In 2019 and 2020, he was approaching 40%. However, when he does swing out of the zone, he’s making contact 70.8% of the time, compared to just 64.8% of the time between 2018-2020. Moran has also decreased his swinging strike percentage to just 9.3%. His 12.2% walk rate is the best mark he’s put up in his career so far, and currently ranks in the top 74th percentile of all MLB batters.
However, there are some concerns with his season so far. He’s striking out 30.8% of the time, impart due to a notable decrease in zone contact percentage. Before 2021, he was making contact with pitches in the zone at a 87.4% rate, but so far this year, he’s only making that kind of contact 80% of the time. He’s also had a high .394 batting average on balls in play, granted batting average on balls in play needs a much larger sample size to give you an accurate reading.
Still, Moran comes in with an xwOBA of .397, just .022 points lower than his actual wOBA. He also has a similar expected batting average and expected slugging percentage compared to his actual marks. The fact that Moran is making hard contact consistently while putting the ball in the air without being predictable is very promising.

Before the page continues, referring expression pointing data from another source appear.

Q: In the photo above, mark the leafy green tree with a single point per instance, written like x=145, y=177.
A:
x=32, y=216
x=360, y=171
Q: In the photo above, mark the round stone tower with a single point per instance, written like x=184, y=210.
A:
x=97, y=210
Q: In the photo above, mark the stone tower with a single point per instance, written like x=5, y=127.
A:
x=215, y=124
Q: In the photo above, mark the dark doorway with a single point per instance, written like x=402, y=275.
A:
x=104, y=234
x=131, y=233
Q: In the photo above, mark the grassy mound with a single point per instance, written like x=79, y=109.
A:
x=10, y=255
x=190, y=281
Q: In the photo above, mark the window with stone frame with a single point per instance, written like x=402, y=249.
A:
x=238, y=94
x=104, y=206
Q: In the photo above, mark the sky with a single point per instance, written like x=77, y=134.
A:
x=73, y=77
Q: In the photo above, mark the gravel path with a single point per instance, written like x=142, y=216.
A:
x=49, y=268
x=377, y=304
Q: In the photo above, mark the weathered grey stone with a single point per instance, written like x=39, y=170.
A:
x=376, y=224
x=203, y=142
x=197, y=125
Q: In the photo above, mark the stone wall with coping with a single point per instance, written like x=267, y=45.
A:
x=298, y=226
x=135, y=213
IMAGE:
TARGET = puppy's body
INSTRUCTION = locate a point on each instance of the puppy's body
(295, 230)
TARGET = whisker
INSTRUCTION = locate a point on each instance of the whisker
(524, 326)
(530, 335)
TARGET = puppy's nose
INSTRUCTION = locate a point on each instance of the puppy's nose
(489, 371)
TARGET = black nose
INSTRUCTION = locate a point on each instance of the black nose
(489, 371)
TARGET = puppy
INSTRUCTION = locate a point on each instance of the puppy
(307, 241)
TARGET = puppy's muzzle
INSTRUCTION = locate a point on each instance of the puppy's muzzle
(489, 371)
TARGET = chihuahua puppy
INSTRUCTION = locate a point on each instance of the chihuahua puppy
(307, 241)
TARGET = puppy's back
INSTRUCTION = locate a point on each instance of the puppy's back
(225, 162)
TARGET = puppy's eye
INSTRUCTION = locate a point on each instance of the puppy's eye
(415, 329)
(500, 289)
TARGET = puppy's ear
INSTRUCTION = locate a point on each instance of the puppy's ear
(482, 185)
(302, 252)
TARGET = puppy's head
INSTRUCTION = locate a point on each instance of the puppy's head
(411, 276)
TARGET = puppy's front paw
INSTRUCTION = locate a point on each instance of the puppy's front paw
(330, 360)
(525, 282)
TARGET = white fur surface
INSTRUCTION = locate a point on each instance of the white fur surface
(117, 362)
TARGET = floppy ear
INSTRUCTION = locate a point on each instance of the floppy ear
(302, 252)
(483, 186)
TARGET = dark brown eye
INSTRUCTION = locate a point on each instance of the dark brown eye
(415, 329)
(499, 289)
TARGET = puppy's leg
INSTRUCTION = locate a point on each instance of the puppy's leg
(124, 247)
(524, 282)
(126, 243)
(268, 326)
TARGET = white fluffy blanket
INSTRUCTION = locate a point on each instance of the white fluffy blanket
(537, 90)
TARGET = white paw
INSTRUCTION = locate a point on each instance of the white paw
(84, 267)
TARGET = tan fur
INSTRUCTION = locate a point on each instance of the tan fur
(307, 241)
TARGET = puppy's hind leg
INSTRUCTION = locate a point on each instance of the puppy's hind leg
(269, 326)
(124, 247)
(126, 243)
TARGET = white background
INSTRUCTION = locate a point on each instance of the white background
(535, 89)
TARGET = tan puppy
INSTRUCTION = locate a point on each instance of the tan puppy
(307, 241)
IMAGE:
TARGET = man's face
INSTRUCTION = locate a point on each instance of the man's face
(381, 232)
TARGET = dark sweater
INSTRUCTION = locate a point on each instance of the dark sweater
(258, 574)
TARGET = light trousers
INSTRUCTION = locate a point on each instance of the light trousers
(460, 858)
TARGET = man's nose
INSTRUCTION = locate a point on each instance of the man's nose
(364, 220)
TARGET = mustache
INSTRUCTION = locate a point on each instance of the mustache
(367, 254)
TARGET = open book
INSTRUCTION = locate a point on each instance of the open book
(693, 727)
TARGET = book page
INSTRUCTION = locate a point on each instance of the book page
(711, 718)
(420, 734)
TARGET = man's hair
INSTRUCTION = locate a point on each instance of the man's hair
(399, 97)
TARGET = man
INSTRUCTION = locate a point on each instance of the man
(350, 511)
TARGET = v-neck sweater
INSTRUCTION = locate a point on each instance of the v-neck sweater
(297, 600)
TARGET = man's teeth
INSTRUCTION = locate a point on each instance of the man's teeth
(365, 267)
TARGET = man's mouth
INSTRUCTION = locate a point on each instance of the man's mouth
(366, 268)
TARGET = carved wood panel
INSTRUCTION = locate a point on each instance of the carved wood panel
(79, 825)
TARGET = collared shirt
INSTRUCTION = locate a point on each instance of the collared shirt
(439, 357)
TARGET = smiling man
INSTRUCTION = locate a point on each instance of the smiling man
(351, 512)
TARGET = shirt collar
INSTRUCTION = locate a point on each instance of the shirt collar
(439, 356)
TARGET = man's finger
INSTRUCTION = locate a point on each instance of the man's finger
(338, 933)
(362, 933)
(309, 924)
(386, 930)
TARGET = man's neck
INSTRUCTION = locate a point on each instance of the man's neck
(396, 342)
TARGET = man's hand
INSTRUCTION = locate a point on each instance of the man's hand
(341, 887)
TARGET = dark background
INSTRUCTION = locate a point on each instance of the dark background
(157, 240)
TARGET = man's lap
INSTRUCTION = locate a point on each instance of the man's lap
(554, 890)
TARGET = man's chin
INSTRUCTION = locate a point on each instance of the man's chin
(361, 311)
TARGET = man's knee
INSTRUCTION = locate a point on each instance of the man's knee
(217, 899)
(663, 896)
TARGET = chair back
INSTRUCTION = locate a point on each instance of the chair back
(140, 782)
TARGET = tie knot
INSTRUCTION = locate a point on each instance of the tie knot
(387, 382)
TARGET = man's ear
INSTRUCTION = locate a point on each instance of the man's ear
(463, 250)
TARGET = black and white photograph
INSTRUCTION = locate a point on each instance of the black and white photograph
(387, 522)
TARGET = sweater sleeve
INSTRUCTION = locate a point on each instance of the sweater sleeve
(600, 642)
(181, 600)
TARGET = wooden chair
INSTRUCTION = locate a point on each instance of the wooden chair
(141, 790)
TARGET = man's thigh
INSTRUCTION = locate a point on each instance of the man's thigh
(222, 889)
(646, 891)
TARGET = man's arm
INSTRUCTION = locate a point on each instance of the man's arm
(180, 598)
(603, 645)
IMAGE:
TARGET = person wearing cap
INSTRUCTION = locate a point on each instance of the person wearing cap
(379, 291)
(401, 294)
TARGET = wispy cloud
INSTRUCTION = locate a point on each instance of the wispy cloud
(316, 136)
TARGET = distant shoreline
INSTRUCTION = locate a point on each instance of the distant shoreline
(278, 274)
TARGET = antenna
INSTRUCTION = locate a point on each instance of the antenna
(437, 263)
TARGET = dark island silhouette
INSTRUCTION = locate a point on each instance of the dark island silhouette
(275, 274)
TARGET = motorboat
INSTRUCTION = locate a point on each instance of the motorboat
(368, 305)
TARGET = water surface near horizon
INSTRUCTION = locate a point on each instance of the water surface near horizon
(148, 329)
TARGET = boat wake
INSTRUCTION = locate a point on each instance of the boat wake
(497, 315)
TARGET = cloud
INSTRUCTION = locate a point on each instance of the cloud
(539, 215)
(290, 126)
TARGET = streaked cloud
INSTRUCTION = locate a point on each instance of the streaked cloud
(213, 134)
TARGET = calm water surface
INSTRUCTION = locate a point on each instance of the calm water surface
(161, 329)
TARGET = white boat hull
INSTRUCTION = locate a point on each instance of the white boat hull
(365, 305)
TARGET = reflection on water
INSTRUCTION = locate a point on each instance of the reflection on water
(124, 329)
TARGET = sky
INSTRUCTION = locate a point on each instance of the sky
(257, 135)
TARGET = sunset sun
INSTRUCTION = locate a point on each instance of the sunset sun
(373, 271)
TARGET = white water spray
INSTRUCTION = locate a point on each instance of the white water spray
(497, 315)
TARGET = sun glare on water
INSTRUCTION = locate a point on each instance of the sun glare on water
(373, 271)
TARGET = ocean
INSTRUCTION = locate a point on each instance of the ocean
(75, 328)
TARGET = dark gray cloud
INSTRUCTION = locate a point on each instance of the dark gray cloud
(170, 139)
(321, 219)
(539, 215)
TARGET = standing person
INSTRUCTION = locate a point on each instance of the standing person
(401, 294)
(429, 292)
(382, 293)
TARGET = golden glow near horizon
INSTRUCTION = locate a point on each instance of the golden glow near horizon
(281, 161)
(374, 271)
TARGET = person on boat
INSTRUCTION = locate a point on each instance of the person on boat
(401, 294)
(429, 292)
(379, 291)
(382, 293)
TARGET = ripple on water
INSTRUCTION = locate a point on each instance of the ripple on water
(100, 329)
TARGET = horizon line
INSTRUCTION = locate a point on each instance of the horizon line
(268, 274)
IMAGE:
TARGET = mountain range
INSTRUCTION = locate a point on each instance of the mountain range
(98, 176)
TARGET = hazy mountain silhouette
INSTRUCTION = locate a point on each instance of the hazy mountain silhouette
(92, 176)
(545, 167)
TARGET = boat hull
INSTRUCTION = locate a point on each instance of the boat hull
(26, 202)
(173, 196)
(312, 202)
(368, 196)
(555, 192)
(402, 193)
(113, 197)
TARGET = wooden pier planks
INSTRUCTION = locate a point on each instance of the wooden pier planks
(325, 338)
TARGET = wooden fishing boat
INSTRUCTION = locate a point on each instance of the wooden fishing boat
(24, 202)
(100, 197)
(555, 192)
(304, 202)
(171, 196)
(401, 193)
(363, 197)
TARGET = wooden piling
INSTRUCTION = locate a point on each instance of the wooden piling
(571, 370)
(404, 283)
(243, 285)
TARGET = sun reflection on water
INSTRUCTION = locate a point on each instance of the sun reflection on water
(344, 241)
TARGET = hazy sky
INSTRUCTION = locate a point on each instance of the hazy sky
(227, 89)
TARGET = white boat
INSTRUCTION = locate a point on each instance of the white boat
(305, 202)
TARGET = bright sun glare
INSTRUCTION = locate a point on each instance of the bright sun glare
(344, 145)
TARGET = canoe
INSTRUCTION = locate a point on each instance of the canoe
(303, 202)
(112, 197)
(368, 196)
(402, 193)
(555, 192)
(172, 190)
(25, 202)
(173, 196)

Since arriving with the Pittsburgh Pirates, Moran has been trending in the right direction. While it is a small, less than 100 plate appearance sample size to look at, Moran’s early season performance has looked very promising. He’s striking out more often, but he’s improved other major facets of his game. He could be one of the team’s long-term middle of the order bats for the Pittsburgh Pirates if he can show that his performance since the start of last season is not a fluke.